Africa’s fintech sector continued to show resilience in the first half of 2025, attracting big-ticket deals despite tighter global funding conditions.
From mobile money giants to API-powered payment innovators, the continent’s top fintech players pulled in hundreds of millions of dollars to expand operations, diversify products, and drive financial inclusion.
According to data compiled by Nairametrics Research, 80 African fintech startups raised over $661 million between January and June 2025.
Ten of these did not disclose the amounts raised.
The top 10 fintech fundraisers alone accounted for more than $470 million, up from $431 million in the same period last year.
Senegal, Egypt, South Africa, Nigeria, and Ghana dominated the leaderboard, while the “Big Four” of Kenya, Nigeria, Egypt, and South Africa maintained their multi-year grip on the continent’s fintech capital flows, jointly securing 69.19% of total funding.
West Africa emerged as the top-performing region, pulling in $298.5 million (45.1% of total fintech funding). This was driven largely by Senegal’s record-breaking $137 million debt deal and Nigeria’s $112 million haul—more than double its H1 2024 figure.
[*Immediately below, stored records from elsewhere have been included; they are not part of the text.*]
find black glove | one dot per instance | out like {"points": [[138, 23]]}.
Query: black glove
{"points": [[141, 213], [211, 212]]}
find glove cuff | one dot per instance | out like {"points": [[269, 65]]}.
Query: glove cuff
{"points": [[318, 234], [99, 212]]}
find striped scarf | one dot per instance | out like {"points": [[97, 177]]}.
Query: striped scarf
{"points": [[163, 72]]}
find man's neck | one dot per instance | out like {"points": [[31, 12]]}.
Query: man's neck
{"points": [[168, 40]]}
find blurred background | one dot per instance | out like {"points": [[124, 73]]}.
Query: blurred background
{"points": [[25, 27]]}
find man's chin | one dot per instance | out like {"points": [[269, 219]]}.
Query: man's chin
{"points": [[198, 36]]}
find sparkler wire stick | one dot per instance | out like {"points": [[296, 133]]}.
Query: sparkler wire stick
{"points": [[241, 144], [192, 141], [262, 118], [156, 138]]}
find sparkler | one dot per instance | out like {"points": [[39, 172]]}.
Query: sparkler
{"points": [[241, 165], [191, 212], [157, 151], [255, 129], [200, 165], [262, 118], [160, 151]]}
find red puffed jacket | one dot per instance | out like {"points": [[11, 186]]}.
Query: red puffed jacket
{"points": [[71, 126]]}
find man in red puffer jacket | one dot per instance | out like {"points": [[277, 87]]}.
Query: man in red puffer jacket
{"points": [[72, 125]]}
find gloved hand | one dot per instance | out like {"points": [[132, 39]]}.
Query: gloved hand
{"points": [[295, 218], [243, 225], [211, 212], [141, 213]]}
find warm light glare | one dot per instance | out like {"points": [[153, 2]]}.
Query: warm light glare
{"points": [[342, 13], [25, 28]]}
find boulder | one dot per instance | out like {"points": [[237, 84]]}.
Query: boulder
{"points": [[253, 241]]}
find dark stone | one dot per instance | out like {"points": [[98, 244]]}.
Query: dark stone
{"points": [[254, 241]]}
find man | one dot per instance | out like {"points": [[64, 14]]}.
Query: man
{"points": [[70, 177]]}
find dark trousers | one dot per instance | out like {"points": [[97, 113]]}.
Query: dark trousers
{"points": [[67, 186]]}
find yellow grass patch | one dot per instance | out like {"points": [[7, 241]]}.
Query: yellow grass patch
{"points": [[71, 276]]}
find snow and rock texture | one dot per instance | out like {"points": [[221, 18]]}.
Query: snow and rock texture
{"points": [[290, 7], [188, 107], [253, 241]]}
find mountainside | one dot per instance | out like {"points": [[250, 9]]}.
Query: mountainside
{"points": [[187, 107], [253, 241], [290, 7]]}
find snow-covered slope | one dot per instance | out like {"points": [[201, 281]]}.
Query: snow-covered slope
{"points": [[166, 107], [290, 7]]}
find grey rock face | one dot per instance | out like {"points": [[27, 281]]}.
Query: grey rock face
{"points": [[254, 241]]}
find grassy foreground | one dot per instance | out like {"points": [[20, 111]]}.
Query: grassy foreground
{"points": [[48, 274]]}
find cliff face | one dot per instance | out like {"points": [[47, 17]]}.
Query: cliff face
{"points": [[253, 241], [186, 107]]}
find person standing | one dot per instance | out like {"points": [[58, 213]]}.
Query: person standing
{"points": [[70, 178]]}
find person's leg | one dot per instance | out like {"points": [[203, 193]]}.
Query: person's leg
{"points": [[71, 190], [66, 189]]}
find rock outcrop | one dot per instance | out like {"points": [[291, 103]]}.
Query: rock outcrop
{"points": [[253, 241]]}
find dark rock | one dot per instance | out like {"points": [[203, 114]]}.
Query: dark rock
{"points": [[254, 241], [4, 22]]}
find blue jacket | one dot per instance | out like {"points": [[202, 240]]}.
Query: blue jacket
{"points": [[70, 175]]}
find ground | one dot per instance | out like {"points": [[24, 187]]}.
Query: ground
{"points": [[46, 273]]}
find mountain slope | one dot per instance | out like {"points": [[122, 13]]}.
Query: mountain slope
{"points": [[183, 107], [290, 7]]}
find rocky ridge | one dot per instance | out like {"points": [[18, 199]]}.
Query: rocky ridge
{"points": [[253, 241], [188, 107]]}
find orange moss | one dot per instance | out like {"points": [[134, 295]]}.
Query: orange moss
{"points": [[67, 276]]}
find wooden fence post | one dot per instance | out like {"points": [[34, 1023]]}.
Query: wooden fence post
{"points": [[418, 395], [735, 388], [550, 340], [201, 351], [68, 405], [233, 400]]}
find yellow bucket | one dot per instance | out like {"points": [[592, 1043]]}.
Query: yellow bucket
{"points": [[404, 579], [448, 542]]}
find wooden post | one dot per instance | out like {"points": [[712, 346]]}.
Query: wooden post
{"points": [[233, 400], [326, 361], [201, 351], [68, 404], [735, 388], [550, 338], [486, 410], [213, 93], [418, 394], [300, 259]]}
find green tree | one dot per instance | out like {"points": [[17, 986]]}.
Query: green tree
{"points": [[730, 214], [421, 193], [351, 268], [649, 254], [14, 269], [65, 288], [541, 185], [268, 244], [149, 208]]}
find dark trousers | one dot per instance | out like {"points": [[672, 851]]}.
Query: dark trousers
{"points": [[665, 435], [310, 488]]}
North Africa followed with $230.8 million, anchored by Egypt’s $223 million total. Southern Africa, driven entirely by South Africa, secured $98.8 million, while East Africa brought in $23.8 million, with Kenya contributing the lion’s share at $23.3 million.
Top 10 Fintech startup fundraisers as of H1 2025
Senegal’s Wave Mobile Money emerged as the top-funded African fintech in H1 2025, securing a hefty $137 million debt round—a clear vote of confidence in mobile money’s growth prospects across Francophone Africa. The raise was backed by Rand Merchant Bank (RMB), British International Investment (BII)—formerly CDC Group—and Partech Africa.
Wave, already a household name in Senegal, Côte d’Ivoire, and Burkina Faso, is pushing into new West African markets, cementing its status as the region’s first unicorn. The company previously raised $200 million in its landmark 2021 Series A round.
With over 10 million users across West Africa, Wave’s low-cost mobile money service is redefining financial inclusion in Francophone markets. The fresh funding will fuel expansion into new territories and scale agent networks across the region.
What you should know
The Fintech startup deals in H1 2025 reaffirmed its position as Africa’s most bankable startup sector. While Egypt dominated deal count and value, Senegal’s Wave proved that single-country plays can still deliver continent-leading raises.
With debt financing playing a bigger role this year, the market is signaling a maturing fintech ecosystem—where profitability and scale matter just as much as growth stories.